On July 20, when a list of damaged paintings was drawn up, Chandan Singh Bhatti, the acting exhibition officer, said “300 paintings became wet”, down from the figure of 3,000 put out on the first day.
“There were 40 prints which came in contact with muddy water. But since they are on handmade paper they can be easily cleaned. Ten others are damaged, but it is possible to restore these. One of M.F. Husain’s Mother Teresa prints was damaged. Swaminathan’s charcoal drawing was sullied by mud. Manjit Bawa’s pen drawing and etching by Jyoti Bhatt and Seema Ghurahya have also been damaged,” Bhatti said.
A day earlier, director Pawan Kumar Jain had, however, claimed that the affected works were “not original”. Asked about the extent of the damage, he said: “They are only prints or lithographs. They were inside polythene.
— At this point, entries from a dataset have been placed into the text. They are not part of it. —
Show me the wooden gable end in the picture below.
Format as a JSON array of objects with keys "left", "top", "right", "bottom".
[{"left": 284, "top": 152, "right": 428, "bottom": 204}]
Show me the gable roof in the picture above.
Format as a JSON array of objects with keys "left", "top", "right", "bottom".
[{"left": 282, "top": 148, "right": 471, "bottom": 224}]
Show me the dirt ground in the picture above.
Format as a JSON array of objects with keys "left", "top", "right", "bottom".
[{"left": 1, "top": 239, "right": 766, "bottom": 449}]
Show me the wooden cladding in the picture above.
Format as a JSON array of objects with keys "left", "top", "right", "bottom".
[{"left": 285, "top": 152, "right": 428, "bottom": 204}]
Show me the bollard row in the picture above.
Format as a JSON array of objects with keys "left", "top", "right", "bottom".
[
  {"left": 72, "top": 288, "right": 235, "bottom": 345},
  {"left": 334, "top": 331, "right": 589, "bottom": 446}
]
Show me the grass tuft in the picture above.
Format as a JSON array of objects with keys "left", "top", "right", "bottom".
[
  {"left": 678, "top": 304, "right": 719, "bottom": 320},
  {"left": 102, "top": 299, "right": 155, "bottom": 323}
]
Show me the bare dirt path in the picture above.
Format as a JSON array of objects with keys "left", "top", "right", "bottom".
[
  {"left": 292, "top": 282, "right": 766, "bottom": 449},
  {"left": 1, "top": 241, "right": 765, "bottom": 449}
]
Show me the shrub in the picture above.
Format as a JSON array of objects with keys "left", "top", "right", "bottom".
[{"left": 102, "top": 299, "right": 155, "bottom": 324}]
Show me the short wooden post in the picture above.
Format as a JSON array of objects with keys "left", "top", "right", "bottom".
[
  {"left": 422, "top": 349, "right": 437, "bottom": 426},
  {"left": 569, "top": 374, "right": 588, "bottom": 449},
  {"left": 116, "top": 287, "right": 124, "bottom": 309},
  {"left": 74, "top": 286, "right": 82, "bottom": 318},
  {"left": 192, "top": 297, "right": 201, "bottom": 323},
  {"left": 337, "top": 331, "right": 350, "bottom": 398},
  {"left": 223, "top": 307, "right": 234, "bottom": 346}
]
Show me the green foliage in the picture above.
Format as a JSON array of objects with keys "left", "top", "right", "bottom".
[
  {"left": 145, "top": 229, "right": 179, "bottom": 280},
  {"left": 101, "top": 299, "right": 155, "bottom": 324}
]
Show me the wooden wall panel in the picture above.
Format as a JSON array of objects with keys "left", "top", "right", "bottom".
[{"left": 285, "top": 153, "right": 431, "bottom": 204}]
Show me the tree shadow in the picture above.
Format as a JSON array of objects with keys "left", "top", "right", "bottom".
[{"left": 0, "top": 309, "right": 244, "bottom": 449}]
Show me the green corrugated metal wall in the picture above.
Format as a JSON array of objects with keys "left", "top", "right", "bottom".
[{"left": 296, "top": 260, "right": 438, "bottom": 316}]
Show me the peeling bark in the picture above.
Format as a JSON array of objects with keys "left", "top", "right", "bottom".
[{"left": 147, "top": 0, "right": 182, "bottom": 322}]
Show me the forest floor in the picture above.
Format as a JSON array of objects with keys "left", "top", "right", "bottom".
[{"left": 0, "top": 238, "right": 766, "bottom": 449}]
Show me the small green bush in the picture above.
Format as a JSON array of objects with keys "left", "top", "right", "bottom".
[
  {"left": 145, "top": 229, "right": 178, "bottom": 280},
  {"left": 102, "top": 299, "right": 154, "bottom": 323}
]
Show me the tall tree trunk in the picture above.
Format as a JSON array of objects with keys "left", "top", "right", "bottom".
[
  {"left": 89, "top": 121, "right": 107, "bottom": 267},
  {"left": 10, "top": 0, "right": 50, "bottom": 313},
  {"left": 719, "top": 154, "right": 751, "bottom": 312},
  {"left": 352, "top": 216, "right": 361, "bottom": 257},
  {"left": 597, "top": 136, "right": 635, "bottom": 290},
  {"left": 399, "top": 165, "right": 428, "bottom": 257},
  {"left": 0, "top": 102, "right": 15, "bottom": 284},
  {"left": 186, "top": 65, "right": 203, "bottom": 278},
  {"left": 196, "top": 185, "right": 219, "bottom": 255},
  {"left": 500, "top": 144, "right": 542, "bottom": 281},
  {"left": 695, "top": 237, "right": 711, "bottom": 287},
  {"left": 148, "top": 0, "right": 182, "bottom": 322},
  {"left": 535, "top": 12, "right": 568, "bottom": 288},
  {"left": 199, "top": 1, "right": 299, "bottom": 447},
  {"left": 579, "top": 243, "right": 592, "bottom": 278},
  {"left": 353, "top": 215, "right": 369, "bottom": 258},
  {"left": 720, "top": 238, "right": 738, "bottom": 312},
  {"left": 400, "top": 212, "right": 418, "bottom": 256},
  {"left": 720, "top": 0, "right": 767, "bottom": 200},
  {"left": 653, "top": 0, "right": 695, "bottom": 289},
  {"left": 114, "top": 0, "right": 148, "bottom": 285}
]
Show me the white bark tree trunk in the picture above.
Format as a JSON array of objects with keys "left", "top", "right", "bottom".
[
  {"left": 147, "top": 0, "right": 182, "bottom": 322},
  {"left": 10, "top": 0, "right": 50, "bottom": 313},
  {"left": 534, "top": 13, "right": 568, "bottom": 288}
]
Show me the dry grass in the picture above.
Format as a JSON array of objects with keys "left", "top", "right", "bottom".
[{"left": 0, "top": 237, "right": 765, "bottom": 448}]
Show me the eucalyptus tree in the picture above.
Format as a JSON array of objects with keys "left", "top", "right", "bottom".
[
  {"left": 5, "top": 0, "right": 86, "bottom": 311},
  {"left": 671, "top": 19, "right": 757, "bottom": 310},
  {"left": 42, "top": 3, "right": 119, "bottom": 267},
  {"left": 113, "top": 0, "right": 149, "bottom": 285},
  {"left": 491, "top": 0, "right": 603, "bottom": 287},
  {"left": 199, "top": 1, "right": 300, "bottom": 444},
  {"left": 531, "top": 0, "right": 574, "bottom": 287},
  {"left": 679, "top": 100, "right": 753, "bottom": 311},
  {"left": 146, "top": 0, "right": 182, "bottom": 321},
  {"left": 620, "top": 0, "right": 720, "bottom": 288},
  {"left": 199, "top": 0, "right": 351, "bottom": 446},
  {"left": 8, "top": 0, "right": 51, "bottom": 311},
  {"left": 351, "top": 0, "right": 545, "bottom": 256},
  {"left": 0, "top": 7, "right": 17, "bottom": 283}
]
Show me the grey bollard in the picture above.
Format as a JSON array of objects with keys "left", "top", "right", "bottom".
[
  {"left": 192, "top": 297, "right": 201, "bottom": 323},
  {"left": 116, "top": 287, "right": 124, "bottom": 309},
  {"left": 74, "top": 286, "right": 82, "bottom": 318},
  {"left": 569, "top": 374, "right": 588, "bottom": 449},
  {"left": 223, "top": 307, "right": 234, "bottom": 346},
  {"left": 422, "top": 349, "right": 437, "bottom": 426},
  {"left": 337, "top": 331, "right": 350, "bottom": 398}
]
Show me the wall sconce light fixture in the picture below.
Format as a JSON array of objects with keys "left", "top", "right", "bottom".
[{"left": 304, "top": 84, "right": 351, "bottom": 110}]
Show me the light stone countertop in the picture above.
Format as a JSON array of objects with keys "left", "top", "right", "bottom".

So they were not damaged.”
Three hundred is not a figure that can cause undue alarm at Bharat Bhavan, envisioned by Swaminathan as a haven for the marginalised artiste.
Equally stunning was the way “first aid” was administered.
It was evening, between 6.30 and 7, when the handful of students still present in the Charles Correa-designed multi-arts complex noticed the water. They recoiled in horror.
“We were getting ready to leave. The gallery gate was opened and we jumped out of our skin when we noticed water there. Soon, (deputy director) Yusuf arrived. Water was coming out of the store, too. The man in charge of the store had gone home at 5.30. So the lock was broken,” said Mohan Shingane, a senior graphic art student from Maharashtra.
The students removed the prints and mopped up the water. By the time they were done, it was after 1 in the morning.
The next day, employees joined the rescue effort. “All the artists and staff worked together. Breadcrumbs were used to soak up excess water. It was first aid. We did not have time to consult an expert yet,” said Yusuf.
Now workers are applying Dr Fixit ' the glue “for healthy construction”, as the label reads ' along the stone slabs that cover the graceful terraces of the Bhavan. But the damage has already been done.
The picture gradually emerging indicates that an important corpus of works was affected. It is reported that Swaminathan’s entire portfolio has been destroyed. But as those in charge of the Bhavan have resorted to stonewalling, it is impossible to find out how many works have been affected.
When this correspondent was taken by Yusuf to have a look at the damaged works stacked in a corner of a hall, the first ones to reveal themselves were two drawings by Jogen Choudhury and another work by Nasreen Mohammedi.
Another dusty storeroom inside was crammed with tribal works.
Choudhury was not surprised when told how the works are kept. “Proper scientific maintenance of works in museums is unheard of here. Godowns are dumps. No labs or personnel for preservation exist. Not even in Victoria Memorial. Things are going from bad to worse,” he said in Calcutta.
That bread was used to save the paintings on the first few days is also a dead give-away of the callousness. Leading restorer Rupika Chawla said as bread is organic, using it could lead to more problems.
“Paper itself is sensitive and attracts fungus, so paperworks should be left under the fan continuously, which prevents fungus attack. Since such high humidity is being dealt with, they can be gently dried with blotting paper, mulmul and cotton wool, followed by infrared lamps. The room in which they are stored should have mountains of silica gel. Each work should be treated individually and not collectively,” said Chawla over the phone from Delhi.
But the reverse is being done in Bharat Bhavan.